Just around the corner is the Parasitology Museum. In its atrium is the enormous testicular sack of a man with elephantiasis, suspended in a cube of amber fluid. As large as a deployed air bag, the scrotum is surprisingly tasteful, sculptural. You wouldn’t be averse to having something like it on your mantle, if you didn’t know what it was.
Surrounding the scrotum are jars containing the winding curls of tapeworms, and microscopic protozoans and amoebas and liver flukes. A display of shrub-sized models of dust mites hides inside a bed. “Their everyday life is to eat-defecate-breed—that’s all,” reads the placard. Dust mites, it seems, have more in common with your average American than one might think.
With its lack of (noticeable) air conditioning, the Congdon Anatomical Museum—located in an adjacent building—does not seem climatically suited to house the viscera and the other haphazard remains of post-human-hood that it does. Skeletons of giants, dwarves, men, women and children stand guard over displays of nervous, arterial and muscular systems, splayed out like road, topographical and elevation maps. Tattoos, the skin stretched like macabre canvas to reveal the fading and blurred ink work, are at once hideous and delicate. The room brings to mind the famed “Bodies” exhibition, but on a serious budget.

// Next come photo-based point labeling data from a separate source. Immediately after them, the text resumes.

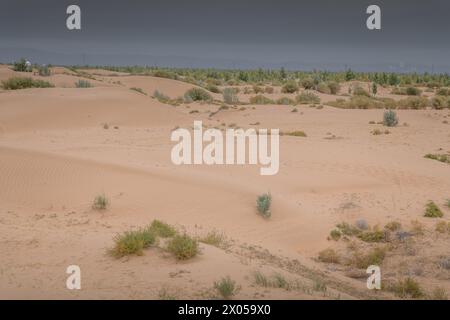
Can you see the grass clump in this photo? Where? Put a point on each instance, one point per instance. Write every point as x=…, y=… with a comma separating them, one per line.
x=83, y=84
x=307, y=98
x=101, y=202
x=197, y=94
x=432, y=210
x=17, y=83
x=407, y=288
x=390, y=118
x=226, y=287
x=162, y=229
x=445, y=158
x=183, y=247
x=329, y=256
x=263, y=203
x=132, y=242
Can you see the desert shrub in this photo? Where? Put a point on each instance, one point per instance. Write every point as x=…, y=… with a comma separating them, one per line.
x=285, y=101
x=197, y=94
x=439, y=102
x=445, y=158
x=393, y=226
x=308, y=83
x=226, y=287
x=390, y=118
x=329, y=256
x=263, y=203
x=290, y=87
x=183, y=247
x=21, y=66
x=213, y=88
x=432, y=210
x=44, y=71
x=260, y=99
x=307, y=98
x=17, y=83
x=407, y=288
x=359, y=91
x=162, y=229
x=230, y=96
x=413, y=103
x=83, y=84
x=132, y=242
x=101, y=202
x=374, y=257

In the three years I’ve lived abroad, I have visited the Siriraj Medical Museum three times. It has become a yearly pilgrimage. A Siri-hajj, if you will. I could say that the museum serves as a vestibule in which I am able to quietly contemplate my own mortality, thanking whatever higher power I might believe in for my life and what remains of it. Live far away from home for long enough and you do start to examine the fleeting meaninglessness of existence, how your family and friends and yourself are slowly yet unceasingly nearing the brink. And how some of you will reach that edge first, tumble off it into the eternal maelstrom abyss of whatever does or does not come next. But mostly I just think this stuff is cool.

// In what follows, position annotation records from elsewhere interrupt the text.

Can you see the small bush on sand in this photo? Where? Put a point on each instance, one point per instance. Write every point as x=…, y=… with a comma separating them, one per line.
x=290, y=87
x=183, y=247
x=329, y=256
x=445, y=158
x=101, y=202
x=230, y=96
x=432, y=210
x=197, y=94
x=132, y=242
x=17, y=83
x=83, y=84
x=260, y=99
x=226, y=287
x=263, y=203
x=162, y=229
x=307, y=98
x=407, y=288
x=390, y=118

Surprising still, even on this third visit, is the lack of English language descriptions of the oddities on display. Instead most exhibits are presented—perhaps this should have been obvious, but brash American entitlement has the tendency to obscure common sense—in Thai script, except for the odd scientific words, which we don’t even understand in English, like “medulloblastoma” and “thoracopagus.” Unless you opt for the guided audio tour, much of what you are observing is unknown, other than the obvious.
What better way to confront death? Knowing just enough, but nowhere near the whole ball of wax. Death is ineluctable; it surrounds us. Like the Thai language, it is a foreign thing, incomprehensible on a good day.
If the Siriraj Museum teaches us anything, it is that death is here, always lurking; like a cancer, a liver fluke or the glittering blade of a knife. It twines through our legs like a pet cat. It flits through the air on leathery wings. Death waits, or it does not. It is a fickle assassin, acting on the whims of fate, God, bad luck, whatever you may call it. But this does not matter—ascribing a motive to the Grim Reaper is an impotent exercise in anxiety- and fear-driven futility. Once you are dead, all else is moot. The only question is when He will arrive to collect what has all along been His.
Tomorrow? Ten years? Fifty? Right now?
As the Thai king heads home, and the related festivities dwindle, I exit the museum, stepping into the thick sludge of afternoon heat. I draw a breath, and I go about my day, and I wait.
Adam Kohut is an American living in Bangkok, where he works as a journalist.